By Callum May & Sean Seddon
BBC News
A vulnerable girl in a young offenders institution twice had her clothes removed under restraint by an all-male team of prison officers, a report says.
The inmate had been stripped to stop her using her clothes to harm herself at Wetherby Young Offender Institution.
The incident emerged in a report highly critical of the facility, which houses some of the UK’s most complex children.
Its author Charlie Taylor said care for vulnerable young people – especially girls – was “not good enough”.
The chief inspector of prisons told the BBC it costs nearly £250,000 a year to keep a child at Wetherby, adding: “With outcomes like this, there has to be a real question over whether this is working.”
Inmates at Wetherby are between 15 and 18 and almost half have been in the care system during their lives. Some are beginning very long or life sentences.
There are seven girls imprisoned in England and Wales. When Wetherby was inspected in late 2023, three were held there – a small fraction of the institution’s 165 inmates.
Wetherby saw almost 900 incidents of self-harm in the space of a year – the highest of any prison in England and Wales – and more than half were accounted for by the three girls.
The report found the “extremely high” levels of self-harm had led to “very high” levels of use of force and assaults on staff.
It singled out the treatment of one particular girl who was using her clothes to make ligatures and was twice pinned down and forcibly stripped by male prison staff.
Female staff did not attend the searches because they had been assaulted earlier in their shift.
Mr Taylor said the girl’s “predictable” pattern of self-harm meant there was no excuse not to have female staff on hand, adding: “The fact it happened twice is completely unacceptable.”
He painted a damning picture of how girls are managed by the prison system, particularly at Wetherby, after warning in his report there is no “coherent plan” about how they should be held.

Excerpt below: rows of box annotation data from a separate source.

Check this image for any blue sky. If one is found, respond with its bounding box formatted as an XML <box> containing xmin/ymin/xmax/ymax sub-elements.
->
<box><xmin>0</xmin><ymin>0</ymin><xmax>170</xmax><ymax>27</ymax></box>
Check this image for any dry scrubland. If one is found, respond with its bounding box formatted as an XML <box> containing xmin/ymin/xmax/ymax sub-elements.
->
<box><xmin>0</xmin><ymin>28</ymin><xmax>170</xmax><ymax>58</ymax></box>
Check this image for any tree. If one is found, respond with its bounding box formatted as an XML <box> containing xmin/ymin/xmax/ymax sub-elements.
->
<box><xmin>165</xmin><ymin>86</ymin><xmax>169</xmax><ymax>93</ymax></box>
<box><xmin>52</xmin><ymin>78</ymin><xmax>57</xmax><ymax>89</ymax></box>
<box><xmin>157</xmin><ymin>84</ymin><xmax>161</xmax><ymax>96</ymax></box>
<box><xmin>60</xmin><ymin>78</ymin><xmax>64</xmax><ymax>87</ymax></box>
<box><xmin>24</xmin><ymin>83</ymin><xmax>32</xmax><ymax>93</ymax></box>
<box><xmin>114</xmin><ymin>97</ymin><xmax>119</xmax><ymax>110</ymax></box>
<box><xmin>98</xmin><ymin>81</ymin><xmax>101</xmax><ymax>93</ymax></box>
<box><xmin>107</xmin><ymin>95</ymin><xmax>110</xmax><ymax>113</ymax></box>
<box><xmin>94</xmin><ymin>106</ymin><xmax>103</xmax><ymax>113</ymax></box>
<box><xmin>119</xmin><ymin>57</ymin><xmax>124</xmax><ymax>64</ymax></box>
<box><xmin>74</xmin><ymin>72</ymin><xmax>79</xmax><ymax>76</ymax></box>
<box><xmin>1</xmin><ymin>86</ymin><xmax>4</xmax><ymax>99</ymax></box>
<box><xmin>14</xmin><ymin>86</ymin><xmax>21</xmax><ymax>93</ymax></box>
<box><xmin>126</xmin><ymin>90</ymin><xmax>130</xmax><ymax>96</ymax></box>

Children’s Commissioner Dame Rachel de Souza told BBC Radio 4’s PM programme she did not think the treatment received by the girl at Wetherby was an isolated incident.
“Although hopefully most of the YOIs [Young Offender Institutions] normally have female staff on, I don’t think this is a complete one-off,” she said.
“This case should be the line in the sand where these girls are much better served by being in mental health wards or in secure children’s homes,” said Dame de Souza.
She said she had written to Justice Secretary Alex Chalk and to the inspectorate to say “we really need to get girls out of these institutions.”
Asked whether they were suitable for young men, Dame de Souza said: “What most of the boys say to me is, ‘I come in here and I learn how to be a criminal’.”
- If you have been affected by any of the issues raised in this story you can visit BBC Action Line.
‘High levels of violence’
The Wetherby report found children held there spent too much time locked in their cells, received a poor standard of teaching and were subjected to a high rate of “pain-inducing restraint techniques”.
Twenty four children were strip-searched over 12 months – half of which were carried out forcibly.
Pain-inducing techniques were used nine times over the same period and not a single incident was deemed appropriate by an independent review panel.
Inspectors reviewed randomly selected bodycam footage and identified an incident where a child had been injured while being restrained and senior leaders had not been told, the report revealed.
Mr Taylor credited the governor with making Wetherby more stable in recent years and most children there described having a good relationship with staff.
However, the report concluded its safety score had to be downgraded, particularly because of its care for girls.
It described the insistence from leaders at Wetherby that they lack sufficient frontline managers to make progress on some key issues as “scarcely credible” given it had 91 members of staff in senior positions.
Mr Taylor told the BBC young offender institutions are too “top heavy”, with high numbers of middle-managers and”frontline officers on the ground… leaving because of high levels of violence”.
He said “there is no doubt these are difficult places to work” and called for “real thinking” on how to reduce violence in order to make youth justice more stable and sustainable.
The report has prompted calls for reform of youth justice in England and Wales.
Andrea Coomber, of the Howard League for Penal Reform, said: “It is virtually impossible to imagine the damage caused to the girl who, made to live in a prison designed for boys, became so distressed to the point of wanting to harm herself and was then forcibly stripped by a group of men not once but twice.
“It is appalling that the state’s care for vulnerable children could sink to such depths.”
Campbell Robb, chief executive of the charity Nacro, said: “A group of men forcibly stripping a distressed young girl, hurting and locking away children in cold cells is not how any child should be treated in a civilised society, whatever they have done in the past.
“The government must act immediately to improve the lives of these children and to lay out a comprehensive improvement plan across all of these institutions.”
A Ministry of Justice spokeswoman said custody should be the last resort for children who commit crime and the number of girls in youth custody had decreased since 2015.
“This small number of girls have exceptionally complex needs and require specialised support, which is why HMYOI Wetherby is providing additional training to staff on self-harm and increasing opportunities for meaningful activity, education and personal development,” she said.
“Restraint is only used on children in rare circumstances when there is no alternative to prevent serious harm to the child, other children or staff.”